La formación financiera

Algo sí que he aprendido de esta desagradable experiencia de tener que cerrar todo el negocio.
Ha sido ver qué poca (o ninguna) formación en finanzas tenía uno a la hora de abrir unas tiendas para trabajarlas.
Viniendo de familia  de tenderos y habiendo adquirido la habilidad de manejarse con distintos proveedores, de mercancías y servicios, con los clientes, que hay de todo tipo, y con las situaciones diarias que todo negocio conlleva. Aún con poco dinero era relativamente fácil montar mi propia tienda con la confianza que te prestan todos ellos. Y empiezas con ilusión y más en las primeras ventas, que duda cabe.
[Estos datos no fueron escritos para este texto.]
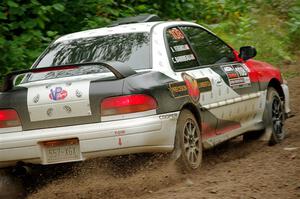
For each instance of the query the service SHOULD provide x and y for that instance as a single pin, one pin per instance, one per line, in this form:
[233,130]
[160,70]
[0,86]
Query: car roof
[125,28]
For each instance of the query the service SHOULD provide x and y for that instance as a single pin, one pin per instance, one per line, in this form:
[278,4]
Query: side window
[182,56]
[209,48]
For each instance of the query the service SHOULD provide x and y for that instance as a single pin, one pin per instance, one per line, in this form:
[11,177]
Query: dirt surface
[234,169]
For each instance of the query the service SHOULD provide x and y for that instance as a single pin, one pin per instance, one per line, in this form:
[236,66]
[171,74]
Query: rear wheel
[276,116]
[188,142]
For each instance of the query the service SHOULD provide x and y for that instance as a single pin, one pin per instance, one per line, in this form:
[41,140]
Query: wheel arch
[275,83]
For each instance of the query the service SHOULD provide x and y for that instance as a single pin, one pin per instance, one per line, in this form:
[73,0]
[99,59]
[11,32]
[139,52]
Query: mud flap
[10,186]
[267,119]
[176,153]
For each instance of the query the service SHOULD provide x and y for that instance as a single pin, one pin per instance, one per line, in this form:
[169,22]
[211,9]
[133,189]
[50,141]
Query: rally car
[139,85]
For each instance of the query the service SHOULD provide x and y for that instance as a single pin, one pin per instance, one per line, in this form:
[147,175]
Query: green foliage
[28,26]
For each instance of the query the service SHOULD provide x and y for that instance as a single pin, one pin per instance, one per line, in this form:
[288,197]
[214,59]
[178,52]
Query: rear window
[132,49]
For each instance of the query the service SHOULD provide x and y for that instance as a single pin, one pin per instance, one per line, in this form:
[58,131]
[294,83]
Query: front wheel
[276,116]
[188,141]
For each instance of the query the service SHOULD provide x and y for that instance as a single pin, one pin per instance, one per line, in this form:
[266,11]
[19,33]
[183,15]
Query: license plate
[61,151]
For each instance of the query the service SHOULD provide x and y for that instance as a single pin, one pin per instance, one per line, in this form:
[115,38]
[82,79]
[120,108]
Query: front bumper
[144,134]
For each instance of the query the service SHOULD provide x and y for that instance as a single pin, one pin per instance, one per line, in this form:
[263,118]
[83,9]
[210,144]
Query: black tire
[188,141]
[276,117]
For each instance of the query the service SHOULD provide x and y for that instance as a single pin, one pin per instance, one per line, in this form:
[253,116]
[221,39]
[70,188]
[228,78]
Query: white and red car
[140,85]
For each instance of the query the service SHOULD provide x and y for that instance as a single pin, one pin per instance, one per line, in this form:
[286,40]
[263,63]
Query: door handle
[218,81]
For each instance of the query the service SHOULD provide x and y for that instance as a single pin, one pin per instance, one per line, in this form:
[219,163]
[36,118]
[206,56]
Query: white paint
[144,134]
[73,105]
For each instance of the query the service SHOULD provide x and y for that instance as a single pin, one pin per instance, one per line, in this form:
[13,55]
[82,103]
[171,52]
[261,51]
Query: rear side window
[209,48]
[182,56]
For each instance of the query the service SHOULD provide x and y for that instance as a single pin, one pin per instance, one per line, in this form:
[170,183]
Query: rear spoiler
[117,68]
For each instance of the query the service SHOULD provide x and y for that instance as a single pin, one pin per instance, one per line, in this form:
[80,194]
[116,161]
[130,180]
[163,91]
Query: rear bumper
[144,134]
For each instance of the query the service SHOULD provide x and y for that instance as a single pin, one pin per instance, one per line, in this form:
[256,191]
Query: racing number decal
[190,87]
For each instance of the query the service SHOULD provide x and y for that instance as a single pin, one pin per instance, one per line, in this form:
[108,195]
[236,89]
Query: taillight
[127,104]
[9,118]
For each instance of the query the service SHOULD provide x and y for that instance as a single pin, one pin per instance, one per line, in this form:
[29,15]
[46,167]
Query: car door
[199,53]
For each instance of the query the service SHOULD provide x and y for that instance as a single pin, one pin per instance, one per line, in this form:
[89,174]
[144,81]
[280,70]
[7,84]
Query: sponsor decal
[68,109]
[183,58]
[50,112]
[176,34]
[179,48]
[190,87]
[36,99]
[120,133]
[58,94]
[238,76]
[169,116]
[78,93]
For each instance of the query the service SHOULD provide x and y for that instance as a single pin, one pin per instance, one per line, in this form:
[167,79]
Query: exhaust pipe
[22,170]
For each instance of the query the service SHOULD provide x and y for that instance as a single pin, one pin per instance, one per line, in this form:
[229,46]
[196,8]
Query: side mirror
[247,52]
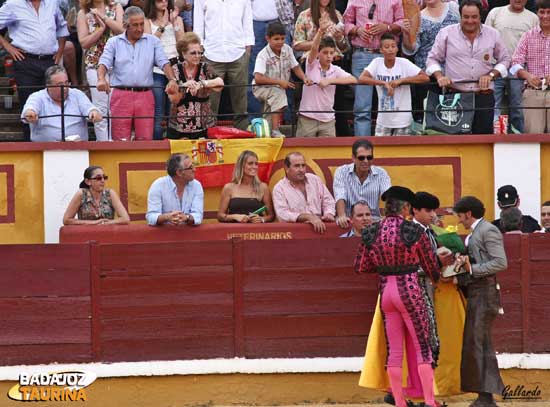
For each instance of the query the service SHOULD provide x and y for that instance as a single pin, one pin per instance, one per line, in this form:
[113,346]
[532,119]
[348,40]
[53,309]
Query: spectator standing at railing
[511,22]
[531,62]
[273,67]
[191,115]
[436,15]
[164,23]
[47,102]
[97,21]
[307,25]
[359,181]
[130,58]
[392,76]
[264,13]
[470,51]
[177,198]
[226,31]
[302,197]
[38,32]
[185,8]
[365,22]
[317,117]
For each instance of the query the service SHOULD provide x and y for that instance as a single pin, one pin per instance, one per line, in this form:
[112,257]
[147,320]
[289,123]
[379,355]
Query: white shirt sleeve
[198,18]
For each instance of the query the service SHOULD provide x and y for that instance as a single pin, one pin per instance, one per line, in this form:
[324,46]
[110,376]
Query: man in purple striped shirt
[473,55]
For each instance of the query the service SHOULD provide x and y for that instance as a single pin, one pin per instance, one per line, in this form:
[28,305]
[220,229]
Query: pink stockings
[398,323]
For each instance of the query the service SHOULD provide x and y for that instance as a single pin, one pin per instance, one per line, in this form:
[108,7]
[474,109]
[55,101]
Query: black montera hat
[425,200]
[398,192]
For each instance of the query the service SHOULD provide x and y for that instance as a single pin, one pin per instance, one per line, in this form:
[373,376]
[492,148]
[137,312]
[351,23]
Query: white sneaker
[277,133]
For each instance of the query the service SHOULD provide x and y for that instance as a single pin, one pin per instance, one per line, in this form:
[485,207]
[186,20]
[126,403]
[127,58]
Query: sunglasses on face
[100,178]
[365,157]
[372,10]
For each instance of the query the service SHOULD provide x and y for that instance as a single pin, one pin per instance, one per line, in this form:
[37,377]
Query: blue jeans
[162,104]
[363,93]
[260,29]
[515,90]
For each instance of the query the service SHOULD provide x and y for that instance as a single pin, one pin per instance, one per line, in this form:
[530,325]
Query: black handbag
[452,113]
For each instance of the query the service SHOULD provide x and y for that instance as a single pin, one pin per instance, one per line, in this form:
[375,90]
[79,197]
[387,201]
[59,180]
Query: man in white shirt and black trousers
[227,34]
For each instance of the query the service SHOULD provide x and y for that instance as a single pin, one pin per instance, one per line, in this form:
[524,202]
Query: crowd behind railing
[157,73]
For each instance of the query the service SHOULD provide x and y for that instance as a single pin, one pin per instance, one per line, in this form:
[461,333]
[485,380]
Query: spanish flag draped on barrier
[214,159]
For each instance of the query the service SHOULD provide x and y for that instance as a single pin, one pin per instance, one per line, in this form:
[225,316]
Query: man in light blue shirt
[38,30]
[358,181]
[176,198]
[131,56]
[47,102]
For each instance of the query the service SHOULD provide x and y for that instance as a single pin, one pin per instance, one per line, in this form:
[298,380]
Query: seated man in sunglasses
[359,181]
[43,109]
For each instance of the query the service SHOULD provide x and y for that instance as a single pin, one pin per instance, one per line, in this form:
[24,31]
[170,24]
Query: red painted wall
[209,299]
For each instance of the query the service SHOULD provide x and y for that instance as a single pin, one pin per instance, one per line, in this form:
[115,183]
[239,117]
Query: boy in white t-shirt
[316,108]
[392,76]
[273,65]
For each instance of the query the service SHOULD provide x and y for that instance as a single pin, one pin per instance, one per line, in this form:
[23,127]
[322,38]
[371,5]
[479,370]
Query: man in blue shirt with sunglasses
[359,181]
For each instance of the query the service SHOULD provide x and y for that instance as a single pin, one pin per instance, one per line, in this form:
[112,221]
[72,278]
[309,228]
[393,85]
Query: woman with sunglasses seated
[94,204]
[190,114]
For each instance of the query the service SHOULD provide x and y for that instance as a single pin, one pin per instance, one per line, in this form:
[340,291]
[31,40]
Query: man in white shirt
[43,109]
[264,12]
[511,21]
[226,31]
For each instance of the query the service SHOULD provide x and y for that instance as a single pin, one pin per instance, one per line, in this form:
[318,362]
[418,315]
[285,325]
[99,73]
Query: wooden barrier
[222,298]
[214,231]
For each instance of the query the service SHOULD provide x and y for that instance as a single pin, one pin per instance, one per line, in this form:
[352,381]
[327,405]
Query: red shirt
[357,15]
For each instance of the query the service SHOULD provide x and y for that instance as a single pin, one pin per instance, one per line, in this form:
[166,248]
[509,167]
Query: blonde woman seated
[243,198]
[94,204]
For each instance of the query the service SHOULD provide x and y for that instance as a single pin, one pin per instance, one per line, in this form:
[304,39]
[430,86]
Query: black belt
[397,270]
[34,56]
[134,89]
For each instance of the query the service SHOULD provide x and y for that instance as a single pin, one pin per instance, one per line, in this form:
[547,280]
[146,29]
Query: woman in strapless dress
[243,198]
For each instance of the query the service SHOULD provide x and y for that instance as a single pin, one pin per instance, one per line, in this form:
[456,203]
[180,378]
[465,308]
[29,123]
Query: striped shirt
[349,188]
[533,54]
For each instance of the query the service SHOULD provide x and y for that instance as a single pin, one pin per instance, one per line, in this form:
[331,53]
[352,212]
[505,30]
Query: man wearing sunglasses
[365,22]
[177,198]
[43,109]
[359,181]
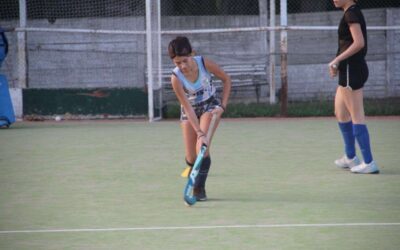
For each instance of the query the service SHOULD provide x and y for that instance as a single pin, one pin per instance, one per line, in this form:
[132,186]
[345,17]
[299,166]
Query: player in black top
[349,64]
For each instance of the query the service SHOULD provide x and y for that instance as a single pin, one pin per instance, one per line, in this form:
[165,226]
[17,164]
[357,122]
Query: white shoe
[345,162]
[364,168]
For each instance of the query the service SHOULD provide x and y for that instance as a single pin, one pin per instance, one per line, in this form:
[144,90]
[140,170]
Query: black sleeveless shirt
[352,15]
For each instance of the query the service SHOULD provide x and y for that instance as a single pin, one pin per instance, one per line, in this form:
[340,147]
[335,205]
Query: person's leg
[199,189]
[189,140]
[346,128]
[360,130]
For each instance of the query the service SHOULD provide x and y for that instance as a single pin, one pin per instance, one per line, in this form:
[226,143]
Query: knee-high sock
[362,136]
[203,173]
[348,137]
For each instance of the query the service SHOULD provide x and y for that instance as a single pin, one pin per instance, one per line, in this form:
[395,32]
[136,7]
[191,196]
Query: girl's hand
[201,139]
[333,68]
[218,111]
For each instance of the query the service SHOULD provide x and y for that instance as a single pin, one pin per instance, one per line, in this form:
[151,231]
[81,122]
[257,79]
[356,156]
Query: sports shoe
[200,194]
[345,162]
[363,168]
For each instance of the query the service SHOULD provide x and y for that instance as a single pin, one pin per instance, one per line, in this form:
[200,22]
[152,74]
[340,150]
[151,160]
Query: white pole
[21,38]
[149,60]
[284,50]
[159,53]
[272,85]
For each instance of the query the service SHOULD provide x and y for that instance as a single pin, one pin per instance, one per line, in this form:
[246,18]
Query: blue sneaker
[363,168]
[346,163]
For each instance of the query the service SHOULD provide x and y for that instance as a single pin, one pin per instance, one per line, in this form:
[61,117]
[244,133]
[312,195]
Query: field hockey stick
[188,196]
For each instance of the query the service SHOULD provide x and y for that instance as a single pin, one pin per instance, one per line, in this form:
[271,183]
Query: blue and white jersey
[200,90]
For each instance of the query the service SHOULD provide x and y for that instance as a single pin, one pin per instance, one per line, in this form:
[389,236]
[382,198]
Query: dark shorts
[201,108]
[353,75]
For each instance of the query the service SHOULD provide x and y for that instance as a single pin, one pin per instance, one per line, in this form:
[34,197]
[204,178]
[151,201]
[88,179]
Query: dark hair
[180,46]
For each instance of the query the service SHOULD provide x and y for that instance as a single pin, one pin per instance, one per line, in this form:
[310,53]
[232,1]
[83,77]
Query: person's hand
[333,68]
[201,139]
[218,111]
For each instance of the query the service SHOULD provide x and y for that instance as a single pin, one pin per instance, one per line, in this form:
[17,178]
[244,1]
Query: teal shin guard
[203,173]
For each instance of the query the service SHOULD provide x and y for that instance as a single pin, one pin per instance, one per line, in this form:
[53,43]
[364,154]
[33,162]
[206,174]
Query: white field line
[372,224]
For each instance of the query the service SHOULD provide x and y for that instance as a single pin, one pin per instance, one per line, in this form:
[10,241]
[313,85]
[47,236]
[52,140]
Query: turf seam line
[199,227]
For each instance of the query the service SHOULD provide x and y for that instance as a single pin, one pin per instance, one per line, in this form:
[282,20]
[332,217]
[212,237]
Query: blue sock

Pero al final, cuando unos años después todo acaba, me doy cuenta de que aparte de esta "formación" en relaciones de todo tipo, debería haber estado complementada aunque fuese de forma básica con otra distinta en finanzas.
Pues da la visión puramente matemática de las inversiones, y ves claramente que lo que emerge al final del negocio como ruina era ya previsible con los número mucho antes de saberlo.
Y en ese momento se piensa en todas las cosas mal hechas y en las alternativas elegidas equivocadas.